吉迪恩•拉赫曼:当然可以。东方化是指亚洲国家的财富迅速增加,人们有巨大的机会过上从未有过的美好生活。
我的一个朋友说,他经历了中国从相对贫穷到成为中产阶级社会(至少大城市如此)的这一时期。他说,当他首次访问欧洲时,他觉得可能在他去世时,中国才能达到欧洲的生活水平。事实上,10年后就达到了。在10年时间里,亚洲国家已经实现了他在英国留学时看到的生活水平。这是一件了不起的事情,人们可以有这样的发展机会,而且这种机会不仅限于中国人享有。正如我所说的那样,西方公司未来最大的市场可能是中国和亚洲列国,因此财富在某种程度上将由亚洲各国共享。
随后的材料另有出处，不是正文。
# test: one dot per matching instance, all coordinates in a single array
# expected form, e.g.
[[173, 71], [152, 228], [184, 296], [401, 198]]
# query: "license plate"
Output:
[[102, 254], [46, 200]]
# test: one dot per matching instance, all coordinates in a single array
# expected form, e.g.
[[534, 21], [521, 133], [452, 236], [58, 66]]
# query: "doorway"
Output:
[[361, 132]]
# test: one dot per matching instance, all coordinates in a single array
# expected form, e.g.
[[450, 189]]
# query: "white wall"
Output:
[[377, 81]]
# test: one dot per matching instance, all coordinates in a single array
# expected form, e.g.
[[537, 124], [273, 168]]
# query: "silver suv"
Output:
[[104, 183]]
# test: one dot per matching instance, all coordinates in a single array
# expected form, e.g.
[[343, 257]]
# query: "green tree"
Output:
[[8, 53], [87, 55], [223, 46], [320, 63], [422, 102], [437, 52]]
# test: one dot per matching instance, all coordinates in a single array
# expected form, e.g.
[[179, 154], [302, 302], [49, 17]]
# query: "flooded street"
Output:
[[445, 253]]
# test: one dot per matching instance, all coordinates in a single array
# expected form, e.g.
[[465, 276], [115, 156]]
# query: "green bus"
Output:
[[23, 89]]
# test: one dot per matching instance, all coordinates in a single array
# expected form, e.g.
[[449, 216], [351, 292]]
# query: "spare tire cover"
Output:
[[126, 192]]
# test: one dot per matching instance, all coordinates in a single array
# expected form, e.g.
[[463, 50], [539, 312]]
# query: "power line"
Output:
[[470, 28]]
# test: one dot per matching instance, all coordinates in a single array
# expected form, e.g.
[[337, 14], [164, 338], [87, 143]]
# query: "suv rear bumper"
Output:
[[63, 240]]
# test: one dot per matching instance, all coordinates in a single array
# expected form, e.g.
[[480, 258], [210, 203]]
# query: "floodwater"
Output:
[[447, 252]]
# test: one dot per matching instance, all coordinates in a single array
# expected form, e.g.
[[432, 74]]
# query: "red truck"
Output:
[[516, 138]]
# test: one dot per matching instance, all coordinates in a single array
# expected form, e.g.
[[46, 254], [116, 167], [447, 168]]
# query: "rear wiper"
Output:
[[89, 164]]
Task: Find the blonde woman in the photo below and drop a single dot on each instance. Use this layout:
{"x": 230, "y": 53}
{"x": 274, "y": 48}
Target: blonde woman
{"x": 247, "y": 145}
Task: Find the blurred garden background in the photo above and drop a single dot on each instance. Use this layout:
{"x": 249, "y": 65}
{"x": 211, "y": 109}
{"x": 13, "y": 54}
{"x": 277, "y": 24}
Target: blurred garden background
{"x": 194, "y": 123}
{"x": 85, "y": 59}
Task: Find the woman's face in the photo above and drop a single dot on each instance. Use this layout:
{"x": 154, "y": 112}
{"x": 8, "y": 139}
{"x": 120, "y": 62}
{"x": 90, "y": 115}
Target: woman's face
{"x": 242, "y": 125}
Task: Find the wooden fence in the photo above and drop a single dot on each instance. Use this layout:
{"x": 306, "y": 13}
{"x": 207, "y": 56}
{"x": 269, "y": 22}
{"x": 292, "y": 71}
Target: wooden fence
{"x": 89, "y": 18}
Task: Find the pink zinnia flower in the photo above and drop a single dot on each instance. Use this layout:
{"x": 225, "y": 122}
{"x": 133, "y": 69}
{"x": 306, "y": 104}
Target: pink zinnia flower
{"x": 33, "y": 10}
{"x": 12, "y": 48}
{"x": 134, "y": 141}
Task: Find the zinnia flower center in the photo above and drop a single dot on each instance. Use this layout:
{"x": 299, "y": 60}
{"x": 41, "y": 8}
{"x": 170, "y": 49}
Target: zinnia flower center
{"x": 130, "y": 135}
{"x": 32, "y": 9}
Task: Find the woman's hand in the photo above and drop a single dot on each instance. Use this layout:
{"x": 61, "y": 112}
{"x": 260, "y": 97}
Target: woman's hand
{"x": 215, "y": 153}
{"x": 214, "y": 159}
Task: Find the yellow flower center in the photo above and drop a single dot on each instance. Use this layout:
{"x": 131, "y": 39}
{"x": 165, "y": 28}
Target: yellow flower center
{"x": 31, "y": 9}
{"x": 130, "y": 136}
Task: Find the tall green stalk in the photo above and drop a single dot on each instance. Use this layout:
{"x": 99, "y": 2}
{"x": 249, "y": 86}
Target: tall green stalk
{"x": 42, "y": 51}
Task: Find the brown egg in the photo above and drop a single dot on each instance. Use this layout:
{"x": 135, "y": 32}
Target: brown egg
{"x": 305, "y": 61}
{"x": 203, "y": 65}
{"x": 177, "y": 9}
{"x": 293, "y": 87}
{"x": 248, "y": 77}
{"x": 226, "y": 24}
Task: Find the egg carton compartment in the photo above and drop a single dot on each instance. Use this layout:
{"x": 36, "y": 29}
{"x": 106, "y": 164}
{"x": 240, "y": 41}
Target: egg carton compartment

我认为这也带来了一些挑战,比如说我们刚才谈到的地缘政治挑战。而管理这些挑战确实是我们这个时代的核心政治问题。我不认为我们能够凭运气做到这一点。我认为,当世界从超级大国主导过渡到崛起大国与之博弈,每个国家都要经历非常艰难的调整。比我更杰出的学者们已经写了这方面的文章,就比如格雷厄•埃里森这样的人。这种转变过去曾导致战争。因此,当出现挑战国时,全球局势肯定会比较紧张。此外还有环境问题。如果世界各国都步入中产阶级社会,那么能源和食物消费必定大幅增加。这显然会给地球带来压力,我们都明白这一点,我们也都在呼吁,世界各国必须共同管理这些问题。然而知易行难,意识到问题与真正去解决问题是两码事。
王冠:吉迪恩先生,你曾经说过,中美博弈未来更多的是关于全球经济影响力的博弈。美国的混乱就是中国的机会。你认为这场经济博弈将会如何演绎?
吉迪恩•拉赫曼:这将会体现在多重维度上。但我认为,如果纯粹只看贸易,对于许多国家而言,中国现在是比美国更加重要的贸易伙伴,在亚洲地区尤其如此,我认为这对美国来说是个问题。然而,在其他方面,美国则更强大。比如,美国拥有某些关键技术。我们已经看到了这一点,例如,例如在半导体领域的禁令等,美国在这些行业处于领先地位,并有时将其作为武器,比如实施半导体出口禁令。
然而,我认为中国可以通过努力在这些领域赶上美国。我记得一位美国产业领袖对我说,实施这些禁令挺不明智,因为这相当于告诉中国,你那里存在弱点,那么中国会去想办法补足短板。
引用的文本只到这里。